Vendée Gobe Challenge
21 janvier 2025Interview exclusive des deux premiers navigateurs du Vendée Gobe Challenge, Charlie Dalautre et Yoann Prudhomme. Nous confondons la parole des deux compétiteurs.
— Vous battez de loin le précédent record. Comment l’expliquez-vous ?
Le matériel est de plus en plus performant, et nous apprenons peu à peu à le maîtriser. Ce voyage immobile dans sa propre chambre est un défi pour la technologie. Les pièces sont de plus en plus isolées grâce à de nouveaux matériaux et à des techniques d’assemblage révolutionnaires. Nous planons pratiquement au-dessus du temps et des contraintes de la réalité quotidienne.
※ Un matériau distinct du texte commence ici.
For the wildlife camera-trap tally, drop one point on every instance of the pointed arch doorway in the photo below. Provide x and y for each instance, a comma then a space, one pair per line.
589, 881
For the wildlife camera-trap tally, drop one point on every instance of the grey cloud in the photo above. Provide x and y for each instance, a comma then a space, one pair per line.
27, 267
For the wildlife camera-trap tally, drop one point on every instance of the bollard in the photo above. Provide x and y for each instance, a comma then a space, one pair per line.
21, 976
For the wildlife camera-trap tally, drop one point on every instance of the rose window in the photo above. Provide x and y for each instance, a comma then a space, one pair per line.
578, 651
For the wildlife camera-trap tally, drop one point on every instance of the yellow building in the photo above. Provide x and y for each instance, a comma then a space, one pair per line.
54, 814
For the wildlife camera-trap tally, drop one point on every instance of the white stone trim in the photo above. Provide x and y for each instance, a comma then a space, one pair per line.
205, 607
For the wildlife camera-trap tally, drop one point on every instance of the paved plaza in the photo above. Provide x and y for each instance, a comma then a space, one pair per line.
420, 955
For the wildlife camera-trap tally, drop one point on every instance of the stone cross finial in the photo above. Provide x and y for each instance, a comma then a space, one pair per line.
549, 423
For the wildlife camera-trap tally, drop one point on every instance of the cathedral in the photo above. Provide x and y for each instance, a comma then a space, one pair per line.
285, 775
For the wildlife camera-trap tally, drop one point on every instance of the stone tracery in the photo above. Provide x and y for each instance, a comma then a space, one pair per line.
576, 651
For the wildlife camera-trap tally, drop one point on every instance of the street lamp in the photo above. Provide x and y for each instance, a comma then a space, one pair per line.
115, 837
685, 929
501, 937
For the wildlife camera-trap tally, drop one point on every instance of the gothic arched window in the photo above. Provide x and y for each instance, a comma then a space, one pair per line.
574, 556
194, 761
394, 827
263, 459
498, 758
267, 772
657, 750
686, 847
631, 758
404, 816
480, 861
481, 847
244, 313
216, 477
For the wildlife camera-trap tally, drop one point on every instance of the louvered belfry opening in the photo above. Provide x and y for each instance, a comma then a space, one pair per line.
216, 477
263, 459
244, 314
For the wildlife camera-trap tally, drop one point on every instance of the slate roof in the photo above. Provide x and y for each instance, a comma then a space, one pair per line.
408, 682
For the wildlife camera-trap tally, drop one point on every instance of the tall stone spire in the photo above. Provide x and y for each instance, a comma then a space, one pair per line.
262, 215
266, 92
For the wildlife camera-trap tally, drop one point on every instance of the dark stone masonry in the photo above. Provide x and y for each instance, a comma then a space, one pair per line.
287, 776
Il faut parfois choquer, c’est-à-dire réduire notre vitesse jusqu’à l’immobilisation parce qu’on pourrait passer la vitesse de la lumière et disparaître à jamais.
Cette notion de voyage immobile n’est-elle pas un paradoxe ?
Oui et non. Certains s’agitent beaucoup et n’arrivent nulle part. Nous sommes immobiles dans notre chambre mais notre esprit voyage.
Comment peut-on parler de compétition si chacun est totalement isolé dans son monde ?
Revenons à la notion de paradoxe. Plus on s’agite, plus il y a de mouvement social en soi et autour de soi et moins on sent la réalité, moins on ressent la présence des autres. Les échanges sont éphémères. Totalement isolé, immobile, on capte tout avec une acuité accrue. Je sentais la présence de Yoann et Yoann sentait la mienne. C’est ce qui nous a poussés à nous concentrer davantage pour parvenir à ce record incroyable.
Est-ce encore de la navigation ?
Bien sûr que oui. On traverse des tempêtes intimes. Parfois il faut savoir prendre la décision de contourner des obstacles personnels infranchissables. La météo ? Notre état intérieur qui peut aller du calme plat et improductif à l’orage, voire à la tempête. Le naufrage est toujours possible : c’est alors la cure en structure psy pour se remettre.
Comment juge-t-on de l’arrivée ?
C’est simple : on franchit la ligne d’arrivée quand on a fait le tour de soi-même.
Charlie, Yoann, quelles relations y a-t-il entre vous ?
Nous sommes compétiteurs, donc en lutte pendant la compétition, mais inséparables parce que rester seul, enfermé dans sa chambre, n’aurait pas de sens si l’on n’avait pas conscience de la présence de l’autre.
Comment voyez-vous l’avenir de la compétition ?
Puisque c’est une plongée en soi, il n’y a aucune limite. La notion de record n’a aucun sens, même si tout le monde en parle.
Jusqu’où aller ?
Au plus profond, dans l’inconnu. C’est ce qui fait l’intérêt du VGC, une aventure humaine au sens le plus prononcé. Certains s’égayent dans les montagnes, dans l’espace, sur les mers, dans les drogues, font des pirouettes, du sensationnel. Le VGC dépasse tout ça, de très loin. Ce n’est pas vraiment télégénique mais on s’en fiche .
Quels conseils donneriez-vous aux aspirants compétiteurs ?
Soyez-vous-mêmes. Vendée Gobe Challenge, une expérience en immersion.